James Wright | 4/26/2012, 2:29 p.m.

The chancellor of the District of Columbia public schools and the mayor presented a new plan to improve student performance, increase math and reading proficiency on standardized tests and boost graduation rates.

Chancellor Kaya Henderson and D.C. Mayor Vincent Gray announced a five-year strategic plan, titled "A Capital Commitment," which is an aggressive effort to rebuild the public schools system, during a press conference at the John A. Wilson Building in Northwest on Wed., April 18.

"This is the last year of the five-year plan that my predecessor [Michelle Rhee] put into place a few years ago," said Henderson, 40.

"We want to build on those achievements that have taken place such as hiring staff for schools, paying people on time, and making sure that students have textbooks. We want to move more aggressively and urgently to promises that we made to our stakeholders that our students will be better educated."

The plan will help guide spending and programming decisions through 2017 and some of the goals include: increasing District-wide math and reading proficiency to 70 percent while doubling the number of students who score at advanced levels of proficiency; improving the proficiency rates for the 40 lowest performing schools by 40 percentage points; increasing high school graduation rates from 53 to 75 percent; ensuring that 90 percent of students like the schools they attend; and increase overall District of Columbia Public School (DCPS) attendance.

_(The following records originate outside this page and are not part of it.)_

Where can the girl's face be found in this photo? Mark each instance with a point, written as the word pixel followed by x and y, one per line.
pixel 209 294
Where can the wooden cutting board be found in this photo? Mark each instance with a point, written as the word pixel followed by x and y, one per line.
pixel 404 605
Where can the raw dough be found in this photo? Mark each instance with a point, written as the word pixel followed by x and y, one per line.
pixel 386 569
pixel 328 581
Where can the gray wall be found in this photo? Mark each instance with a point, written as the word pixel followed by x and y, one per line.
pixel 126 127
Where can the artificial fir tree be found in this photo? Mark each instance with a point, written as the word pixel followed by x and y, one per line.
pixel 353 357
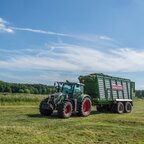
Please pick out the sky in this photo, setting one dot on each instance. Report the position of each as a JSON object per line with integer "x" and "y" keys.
{"x": 42, "y": 41}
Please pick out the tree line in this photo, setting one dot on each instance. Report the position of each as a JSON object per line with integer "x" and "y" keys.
{"x": 25, "y": 88}
{"x": 140, "y": 93}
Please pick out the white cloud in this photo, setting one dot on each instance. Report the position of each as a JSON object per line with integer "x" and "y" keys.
{"x": 4, "y": 27}
{"x": 39, "y": 31}
{"x": 72, "y": 58}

Gray, 69, backs Henderson fully.

"As I said in the State of the District Address in February, every child in every neighborhood in our city deserves the opportunity to gain a first-rate public education," he said. "This plan will move us into the District's next phase of school reform, building on our recent successes and capitalizing on the dramatic population and economic growth our city has seen in recent years."

One way to reach the goals of the plan is to extend the school day and school year.

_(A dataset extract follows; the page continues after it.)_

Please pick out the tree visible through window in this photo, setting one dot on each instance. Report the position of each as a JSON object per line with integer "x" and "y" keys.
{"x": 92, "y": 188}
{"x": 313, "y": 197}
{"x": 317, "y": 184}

"We have found that school ending at 3 p.m. does not work for anyone," Gray said. "By having an extended school day, we can have after-school programs that can help our students academically."

On the matter of year-round school, he said that the late August to June time frame is "an agrarian concept" that is outdated.

"We need to rethink these truisms," he said.

Matilda Carter, a parent with school-aged children, agrees.

"I am for a longer school year 100 percent," Carter, 46, said. "We need longer school days because so many of our youth are latchkey children [because] they have nobody to go home to after school. A longer school day would reduce crime and keep them involved at least until 6 p.m. when the parents come home."

One aspect that is undefined in Henderson's plan is the closing of some schools. The chancellor said that part of the plan will be addressed in the near future.

Henderson said that parental involvement and making sure that high school students will be ready for standardized tests for higher education will be priorities.

"We have to engage parents differently," she said. "When parents are involved, children do better and so do the schools."

Henderson said that she's working on a pilot program to have a firm that prepares suburban students for college admission standardized tests work with District students.

Washington Teachers' Union president Nathan Saunders said that the plan is headed in the right direction but needs to go farther.

"To improve the quality of education of all students, it is imperative for schools to spend more time on tasks and less time on testing," he said.

"We must acknowledge that education not only happens in classrooms, but also in our homes and communities, making it essential to secure and maintain the support of teachers, parents and students as the plan is implemented over the next five years."

Carter, a resident of Kingman Park in Ward 7, said that Henderson is on the right track.

"Our children must be able to compete in a global market," Carter said. "It takes a village to raise one child and parents and teachers have to work together to ensure a quality education for all of our children in the District of Columbia."